習近平主席、トランプ氏の言動警戒 予測不能、万が一 狙うは「対等な協調関係」

 トランプ米大統領と中国の習近平国家主席は6、7日、米フロリダ州パームビーチで首脳会談を行う。トランプ政権発足後、米中首脳による直接会談は初めて。北朝鮮の核・ミサイル開発や南シナ海情勢、通商・為替政策などが主要議題となる。

 【北京=西見由章】中国の習近平国家主席は米中首脳会談で、「対等な協調関係」の確認を最大の外交成果とする構えだ。

 「米国第一」を掲げ安全保障や通商政策で中国に強硬な姿勢を示してきたトランプ政権と中国側との主張の隔たりは大きい。会談の中心議題となる北朝鮮の核・ミサイル開発をめぐり、中国側は米韓の軍事演習中止と北朝鮮の核開発の一時停止という対話に向けた提案を再度持ち出す構えだが、「現実的な解決策でないことは習指導部も認識している」(中国の政治学者)との指摘もある。

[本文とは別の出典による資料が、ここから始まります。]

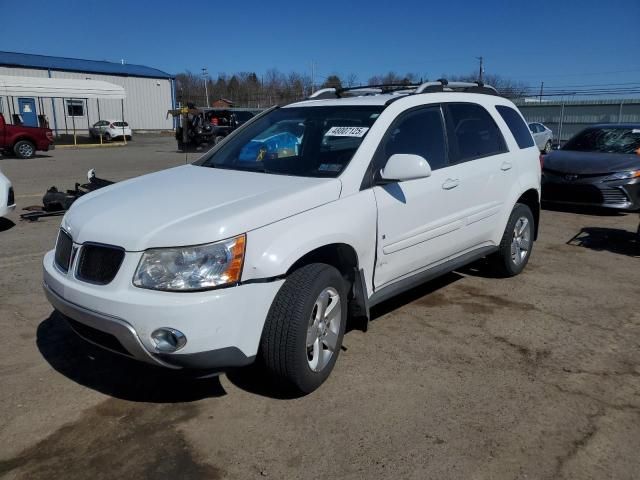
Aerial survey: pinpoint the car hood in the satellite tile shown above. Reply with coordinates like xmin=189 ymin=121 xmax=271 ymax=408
xmin=62 ymin=165 xmax=341 ymax=251
xmin=544 ymin=150 xmax=640 ymax=174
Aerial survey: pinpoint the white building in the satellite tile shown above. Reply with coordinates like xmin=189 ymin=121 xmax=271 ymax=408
xmin=0 ymin=51 xmax=175 ymax=134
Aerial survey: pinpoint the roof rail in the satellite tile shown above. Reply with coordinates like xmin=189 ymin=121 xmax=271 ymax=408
xmin=307 ymin=78 xmax=498 ymax=100
xmin=414 ymin=78 xmax=498 ymax=95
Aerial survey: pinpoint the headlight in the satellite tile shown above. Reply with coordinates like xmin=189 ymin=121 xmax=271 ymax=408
xmin=133 ymin=235 xmax=246 ymax=292
xmin=604 ymin=170 xmax=640 ymax=182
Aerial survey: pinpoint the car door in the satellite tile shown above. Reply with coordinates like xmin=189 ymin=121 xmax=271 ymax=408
xmin=373 ymin=105 xmax=463 ymax=288
xmin=443 ymin=103 xmax=517 ymax=251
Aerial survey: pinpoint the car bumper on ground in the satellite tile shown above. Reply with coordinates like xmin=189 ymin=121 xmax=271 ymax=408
xmin=0 ymin=203 xmax=16 ymax=217
xmin=43 ymin=251 xmax=283 ymax=370
xmin=542 ymin=174 xmax=640 ymax=211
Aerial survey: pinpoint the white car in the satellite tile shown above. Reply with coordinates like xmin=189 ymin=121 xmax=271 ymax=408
xmin=44 ymin=82 xmax=540 ymax=392
xmin=89 ymin=120 xmax=132 ymax=142
xmin=0 ymin=167 xmax=16 ymax=217
xmin=529 ymin=122 xmax=553 ymax=153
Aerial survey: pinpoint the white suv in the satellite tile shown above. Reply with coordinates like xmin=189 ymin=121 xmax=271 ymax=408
xmin=44 ymin=81 xmax=540 ymax=393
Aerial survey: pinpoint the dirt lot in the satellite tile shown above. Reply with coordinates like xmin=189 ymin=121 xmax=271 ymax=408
xmin=0 ymin=138 xmax=640 ymax=479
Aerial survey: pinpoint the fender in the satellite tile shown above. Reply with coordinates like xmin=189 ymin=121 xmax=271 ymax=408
xmin=242 ymin=190 xmax=377 ymax=295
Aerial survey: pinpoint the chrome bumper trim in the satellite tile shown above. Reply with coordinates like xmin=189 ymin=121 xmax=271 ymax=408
xmin=42 ymin=282 xmax=180 ymax=369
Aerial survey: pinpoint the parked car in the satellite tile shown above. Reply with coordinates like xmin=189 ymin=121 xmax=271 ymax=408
xmin=89 ymin=120 xmax=132 ymax=142
xmin=44 ymin=83 xmax=540 ymax=393
xmin=529 ymin=122 xmax=553 ymax=153
xmin=174 ymin=105 xmax=253 ymax=150
xmin=0 ymin=113 xmax=55 ymax=158
xmin=542 ymin=124 xmax=640 ymax=211
xmin=0 ymin=167 xmax=16 ymax=217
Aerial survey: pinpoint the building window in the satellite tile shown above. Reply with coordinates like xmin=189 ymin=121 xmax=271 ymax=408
xmin=67 ymin=100 xmax=84 ymax=117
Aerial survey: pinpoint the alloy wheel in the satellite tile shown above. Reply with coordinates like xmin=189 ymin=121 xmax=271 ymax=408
xmin=307 ymin=287 xmax=342 ymax=372
xmin=511 ymin=217 xmax=531 ymax=265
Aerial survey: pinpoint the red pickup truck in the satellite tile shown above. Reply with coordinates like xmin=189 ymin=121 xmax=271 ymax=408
xmin=0 ymin=113 xmax=54 ymax=158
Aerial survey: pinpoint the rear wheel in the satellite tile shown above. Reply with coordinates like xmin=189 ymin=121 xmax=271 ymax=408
xmin=491 ymin=203 xmax=535 ymax=277
xmin=260 ymin=263 xmax=347 ymax=393
xmin=13 ymin=140 xmax=36 ymax=158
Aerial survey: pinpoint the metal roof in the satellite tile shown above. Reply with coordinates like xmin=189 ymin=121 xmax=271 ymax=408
xmin=0 ymin=51 xmax=174 ymax=78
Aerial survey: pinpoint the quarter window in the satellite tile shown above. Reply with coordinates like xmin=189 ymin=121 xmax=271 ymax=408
xmin=446 ymin=103 xmax=508 ymax=162
xmin=496 ymin=105 xmax=544 ymax=148
xmin=382 ymin=107 xmax=448 ymax=170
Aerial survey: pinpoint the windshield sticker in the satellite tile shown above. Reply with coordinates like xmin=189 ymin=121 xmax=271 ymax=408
xmin=318 ymin=163 xmax=342 ymax=172
xmin=324 ymin=127 xmax=369 ymax=137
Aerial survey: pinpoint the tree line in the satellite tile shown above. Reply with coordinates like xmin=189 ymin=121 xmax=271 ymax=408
xmin=176 ymin=69 xmax=529 ymax=108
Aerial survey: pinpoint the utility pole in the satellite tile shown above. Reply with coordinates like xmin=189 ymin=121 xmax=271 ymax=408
xmin=476 ymin=57 xmax=484 ymax=82
xmin=202 ymin=67 xmax=209 ymax=108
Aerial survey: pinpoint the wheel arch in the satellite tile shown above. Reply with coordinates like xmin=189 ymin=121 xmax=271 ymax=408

 通商政策に関しても中国側は“守り”の姿勢だ。トランプ政権が掲げる貿易赤字削減では中国が主な標的となっている。中国の鄭沢光外務次官は3月31日の記者会見で「中国は決して貿易黒字を追求していないし、通貨安競争によって輸出を刺激する意図もない」と釈明した。こうした批判をそらすため、会談では米国への“土産”として米農産品の輸入拡大や米国への投資増強などを提案する可能性がある。

 では習氏が持ち帰る成果とは何か。3月訪中したティラーソン米国務長官は習氏との会談などで「米国は対抗せず衝突せず、相互に尊重する精神に基づき対中関係を発展させたい」と繰り返した。これは中国がオバマ前政権時代から米国に求め続けてきた「新型大国関係」の核心部分だ。